Being a full-time student, I highly appreciated the long weekend. Throw two thanksgiving dinners in there and I was one of the most content men in the Lower Mainland for the past three days.
Yes, I said TWO thanksgiving dinners. I repeat that only because over the past few days I’ve received a variety of responses once I told friends and others alike about my plans for the turkey-oriented holiday. Responses like, “Why two? Are your parents divorced?” and “They don’t just have one big gathering?” I can see why people would feel the need to ask those questions. So let me explain this little system my family’s got going.
It’s true that both my mom and dad’s sides of the family enjoy each other’s company.
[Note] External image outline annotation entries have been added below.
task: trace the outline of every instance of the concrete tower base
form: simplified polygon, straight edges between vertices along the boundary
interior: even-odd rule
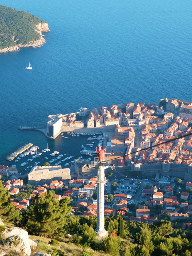
[[[103,232],[97,232],[95,230],[95,233],[97,235],[96,239],[98,240],[103,240],[107,237],[108,236],[108,231],[106,231],[105,229]]]

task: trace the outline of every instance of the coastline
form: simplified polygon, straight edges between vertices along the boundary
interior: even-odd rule
[[[36,48],[42,46],[43,44],[46,42],[46,41],[43,37],[41,32],[46,32],[50,31],[49,28],[49,25],[48,23],[39,23],[38,25],[36,25],[36,26],[37,27],[37,29],[35,29],[35,30],[40,34],[41,36],[40,39],[38,40],[28,42],[27,44],[20,44],[17,45],[14,45],[14,46],[11,46],[10,47],[7,47],[6,48],[3,48],[2,49],[0,49],[0,53],[18,51],[20,50],[20,48],[22,47],[27,48],[32,47],[33,48]]]

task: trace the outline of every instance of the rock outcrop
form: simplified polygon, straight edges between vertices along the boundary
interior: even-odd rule
[[[39,23],[38,25],[36,25],[36,26],[37,27],[37,29],[35,29],[35,30],[40,35],[41,38],[40,39],[38,40],[28,42],[27,44],[20,44],[11,47],[7,47],[6,48],[4,48],[3,49],[0,49],[0,53],[16,51],[19,50],[20,48],[21,47],[35,47],[41,46],[42,45],[45,43],[46,42],[45,40],[42,36],[41,32],[48,32],[50,31],[49,29],[49,25],[46,23]]]
[[[16,52],[19,50],[20,49],[19,46],[18,45],[15,45],[14,46],[12,46],[11,47],[7,47],[3,49],[0,49],[0,53],[7,53],[9,52]]]
[[[8,251],[11,248],[23,256],[29,256],[31,247],[37,246],[36,243],[29,238],[28,232],[22,228],[6,227],[4,235],[5,238],[2,241],[1,245],[5,251]]]

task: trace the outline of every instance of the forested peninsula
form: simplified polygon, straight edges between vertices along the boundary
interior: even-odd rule
[[[0,53],[40,46],[45,42],[41,32],[49,31],[47,23],[35,15],[0,5]]]

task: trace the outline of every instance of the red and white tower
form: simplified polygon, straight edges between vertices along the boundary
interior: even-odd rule
[[[104,202],[105,185],[107,182],[105,176],[105,169],[108,168],[108,163],[105,161],[106,149],[99,146],[96,148],[97,158],[95,159],[94,165],[97,169],[97,228],[95,230],[98,238],[102,239],[107,236],[108,231],[104,228]]]

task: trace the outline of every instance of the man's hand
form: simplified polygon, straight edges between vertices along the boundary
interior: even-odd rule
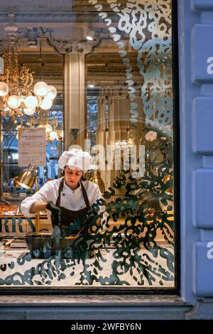
[[[60,225],[61,223],[61,210],[60,208],[53,203],[53,202],[48,202],[47,210],[51,211],[51,222],[54,227],[55,225]]]

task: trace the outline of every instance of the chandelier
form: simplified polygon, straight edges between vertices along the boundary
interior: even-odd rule
[[[9,13],[9,23],[4,28],[6,32],[4,42],[7,48],[3,55],[4,68],[0,72],[1,114],[13,119],[16,116],[23,116],[23,114],[47,113],[57,95],[56,88],[43,81],[33,86],[33,72],[26,65],[18,66],[18,27],[13,23],[13,13]],[[41,125],[45,127],[47,138],[49,138],[52,131],[50,124],[47,122]],[[55,124],[55,130],[56,126]]]

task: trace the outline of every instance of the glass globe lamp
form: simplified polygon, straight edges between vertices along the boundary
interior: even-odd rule
[[[34,86],[34,92],[36,95],[45,96],[48,92],[48,85],[43,81],[39,81]]]
[[[4,81],[0,81],[0,96],[5,96],[9,92],[9,87]]]
[[[21,102],[18,96],[11,95],[7,100],[7,105],[11,109],[17,109],[20,106]]]

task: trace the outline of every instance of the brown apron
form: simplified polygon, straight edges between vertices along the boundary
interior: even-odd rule
[[[58,196],[55,205],[61,210],[61,222],[59,225],[60,230],[67,235],[77,235],[77,233],[88,233],[89,225],[91,221],[89,215],[92,214],[88,196],[84,187],[80,181],[83,198],[86,204],[85,208],[77,210],[66,209],[60,206],[60,196],[62,191],[65,179],[60,183]]]

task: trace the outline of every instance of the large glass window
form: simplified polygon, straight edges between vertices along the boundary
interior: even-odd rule
[[[72,105],[75,99],[85,105],[79,129],[72,122],[80,108],[67,108],[65,142],[69,148],[78,144],[89,150],[93,160],[84,176],[99,185],[102,198],[75,222],[75,227],[87,222],[87,232],[73,235],[72,226],[64,229],[59,239],[43,235],[37,242],[36,237],[26,237],[24,250],[1,247],[0,284],[174,289],[172,1],[75,2],[72,21],[65,25],[73,40],[49,42],[60,54],[70,55],[64,68],[65,85],[69,85],[69,90],[64,87],[68,90],[65,104]],[[84,64],[83,88],[77,81],[82,75],[77,74],[76,55]],[[75,77],[69,77],[75,72],[74,60]],[[49,117],[62,126],[60,95]],[[9,149],[3,153],[4,183],[18,172],[13,169],[16,127],[8,126],[6,139],[4,125],[11,122],[6,118],[2,123],[4,140],[9,142],[3,152]],[[69,122],[75,124],[72,129]],[[39,171],[41,182],[58,173],[59,144],[47,143],[49,164]],[[51,233],[51,226],[44,222],[43,227],[47,226]]]

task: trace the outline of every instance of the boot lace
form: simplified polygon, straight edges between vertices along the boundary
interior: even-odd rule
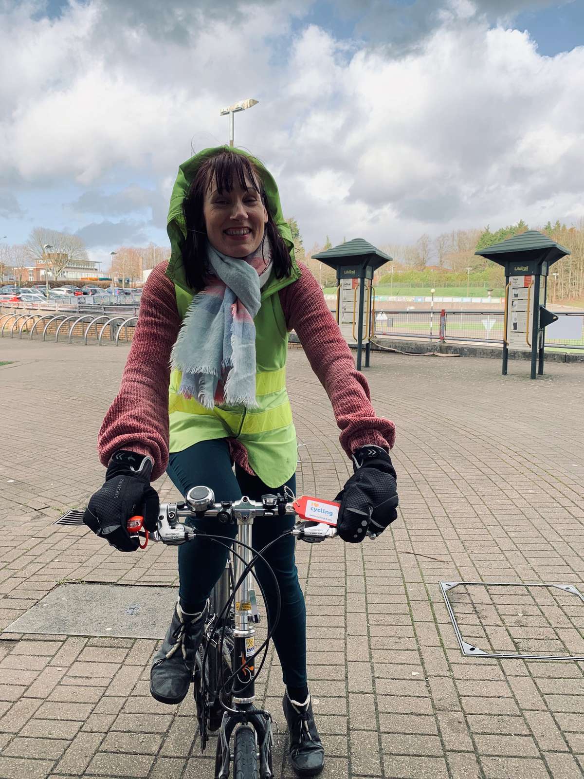
[[[196,614],[188,615],[191,618],[190,619],[185,619],[185,613],[181,608],[181,604],[177,603],[177,615],[181,621],[181,624],[178,626],[178,629],[173,633],[173,637],[176,639],[176,643],[169,649],[167,652],[165,657],[167,660],[170,660],[180,649],[182,654],[183,660],[187,659],[187,649],[185,646],[185,640],[187,636],[187,631],[192,626],[193,622],[198,622],[202,616],[202,612],[199,612]]]
[[[290,751],[294,754],[297,754],[305,742],[313,742],[314,738],[312,738],[312,734],[310,731],[308,705],[307,704],[305,707],[303,707],[302,708],[298,708],[298,707],[295,706],[292,701],[290,701],[290,703],[292,703],[292,708],[298,715],[298,718],[295,723],[295,724],[297,724],[298,726],[298,732],[297,734],[294,734],[295,743]]]

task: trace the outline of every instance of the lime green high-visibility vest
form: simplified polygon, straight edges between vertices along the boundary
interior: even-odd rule
[[[281,288],[281,280],[275,280]],[[288,333],[280,295],[270,287],[262,295],[255,324],[255,397],[259,408],[215,406],[208,409],[178,392],[181,372],[173,370],[168,397],[170,450],[181,452],[199,441],[236,438],[248,451],[249,464],[269,487],[280,487],[296,472],[297,446],[288,393],[286,358]],[[192,295],[175,286],[184,318]]]
[[[299,279],[301,272],[294,260],[294,241],[290,225],[283,217],[278,188],[269,171],[248,152],[237,148],[204,149],[178,168],[168,211],[167,231],[171,255],[166,275],[174,284],[177,307],[181,319],[197,291],[188,286],[182,262],[182,247],[187,231],[182,203],[199,166],[211,155],[227,148],[252,157],[259,170],[268,207],[290,254],[290,276],[276,279],[274,274],[262,291],[262,305],[255,324],[255,397],[259,407],[216,406],[205,408],[195,399],[187,400],[178,392],[181,374],[171,374],[168,411],[170,450],[181,452],[198,443],[214,439],[236,438],[248,451],[249,464],[269,487],[280,487],[296,471],[297,446],[292,411],[286,391],[286,358],[288,333],[278,292]]]

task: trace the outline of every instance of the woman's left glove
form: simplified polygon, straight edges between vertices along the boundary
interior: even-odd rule
[[[335,500],[341,502],[336,529],[343,541],[358,544],[368,530],[378,535],[397,519],[396,471],[381,446],[367,446],[353,454],[354,474]]]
It’s not like they don’t get along. We’ve celebrated holidays as a collective before -christmases, birthday, etc. But when you throw in two relatively large-sized families together with different ideas regarding cuisine, past-times and stories, the mere thought of having a big family bash can be exhausting, let alone following through with the plan.
My dad’s side of the family hails from Trinidad, a humble island down in the Caribbean. If you’re even the slightest bit of familiar with a Trini, you know they’re a lively bunch! Laughter, “liming”, and the food! It can get rather spicy in the kitchen.
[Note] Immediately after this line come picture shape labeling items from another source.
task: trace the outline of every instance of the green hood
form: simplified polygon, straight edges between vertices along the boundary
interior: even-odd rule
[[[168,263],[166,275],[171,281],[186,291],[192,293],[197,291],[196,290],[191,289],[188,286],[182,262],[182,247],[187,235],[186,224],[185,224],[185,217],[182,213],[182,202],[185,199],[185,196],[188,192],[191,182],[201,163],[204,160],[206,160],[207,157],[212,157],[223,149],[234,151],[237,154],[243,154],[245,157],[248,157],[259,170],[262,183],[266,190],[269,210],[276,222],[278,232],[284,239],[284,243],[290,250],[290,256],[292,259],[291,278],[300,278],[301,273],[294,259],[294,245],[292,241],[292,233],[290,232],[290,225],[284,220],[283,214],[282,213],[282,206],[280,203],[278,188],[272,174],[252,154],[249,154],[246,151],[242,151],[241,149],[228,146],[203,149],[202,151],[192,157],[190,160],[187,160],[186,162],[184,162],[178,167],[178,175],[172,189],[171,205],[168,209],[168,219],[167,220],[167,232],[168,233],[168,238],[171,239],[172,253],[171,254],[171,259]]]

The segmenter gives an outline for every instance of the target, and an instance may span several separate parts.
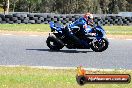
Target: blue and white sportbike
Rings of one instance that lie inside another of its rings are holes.
[[[76,36],[79,40],[79,44],[69,38],[66,31],[71,31],[71,35]],[[101,26],[95,26],[91,28],[87,27],[87,34],[82,34],[79,27],[69,27],[50,22],[51,33],[46,40],[47,46],[51,50],[60,50],[64,46],[68,49],[92,49],[95,52],[102,52],[108,48],[109,42],[106,38],[106,32]]]

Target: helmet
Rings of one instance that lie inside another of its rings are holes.
[[[93,24],[93,15],[91,13],[86,13],[83,17],[88,24]]]

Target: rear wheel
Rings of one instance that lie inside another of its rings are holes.
[[[61,41],[59,41],[55,36],[51,35],[47,38],[46,43],[51,50],[60,50],[64,47]]]
[[[109,42],[106,38],[102,38],[91,44],[91,49],[95,52],[102,52],[108,48]]]

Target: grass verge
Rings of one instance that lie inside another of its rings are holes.
[[[128,70],[87,71],[99,74],[130,74]],[[76,83],[76,70],[54,70],[30,67],[0,67],[0,88],[131,88],[129,84],[86,84]]]
[[[110,35],[132,35],[132,26],[104,26]],[[48,24],[0,24],[2,31],[49,32]]]

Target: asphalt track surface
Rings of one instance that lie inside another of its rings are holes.
[[[109,39],[104,52],[91,49],[50,51],[47,36],[0,35],[0,65],[132,69],[132,40]]]

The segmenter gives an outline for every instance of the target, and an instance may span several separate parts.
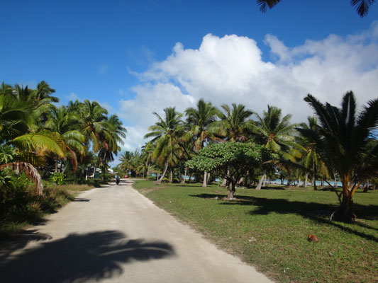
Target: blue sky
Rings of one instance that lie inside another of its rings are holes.
[[[349,2],[285,0],[263,14],[255,0],[2,1],[0,81],[104,103],[130,129],[125,149],[144,143],[152,111],[201,97],[277,103],[303,120],[308,92],[378,96],[378,4],[361,18]]]

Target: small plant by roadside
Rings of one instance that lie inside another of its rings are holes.
[[[55,172],[51,175],[51,180],[57,185],[63,185],[65,183],[65,174],[62,172]]]
[[[59,183],[58,179],[54,183]],[[44,182],[44,195],[35,194],[33,184],[25,174],[0,171],[0,238],[17,233],[40,221],[74,199],[89,185],[57,185]]]

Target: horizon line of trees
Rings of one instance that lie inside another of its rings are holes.
[[[126,151],[118,167],[147,178],[151,172],[161,173],[157,184],[167,173],[169,183],[185,183],[189,175],[189,182],[194,177],[204,187],[219,177],[230,199],[237,184],[260,190],[267,179],[279,178],[297,186],[302,180],[306,187],[311,180],[317,190],[316,180],[321,180],[340,202],[331,219],[354,219],[356,190],[377,184],[378,99],[369,100],[360,113],[352,91],[343,96],[340,107],[323,104],[310,94],[304,100],[315,116],[303,123],[291,123],[290,114],[283,116],[281,109],[271,105],[262,116],[243,104],[218,109],[204,99],[184,115],[167,108],[163,116],[153,112],[157,122],[145,136],[151,140],[141,151]]]
[[[11,185],[6,168],[25,172],[43,195],[40,175],[64,171],[84,181],[87,167],[101,168],[121,150],[126,129],[96,101],[57,106],[55,89],[42,81],[35,89],[0,86],[0,185]]]

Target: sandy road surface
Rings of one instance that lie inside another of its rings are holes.
[[[16,240],[0,243],[0,282],[271,282],[130,181],[84,192]]]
My mom’s side of the family is from Venice, Italy. They’re more of a refined group. But with that being said, they can still bring the noise! The wine, the dishes, the games! It’s a good time with them.
It’s not that both sides of my family don’t get along. It’s just that when it comes down to it, they really are two different groups of people, coming from two VERY different parts of the world. They join together in harmony every now and then, but when all is said and done, holidays really are more of a success when we separate the Marconatos from the Marshall’s.
And hey, that just means your boy gets to eat twice that weekend! We all win in the end.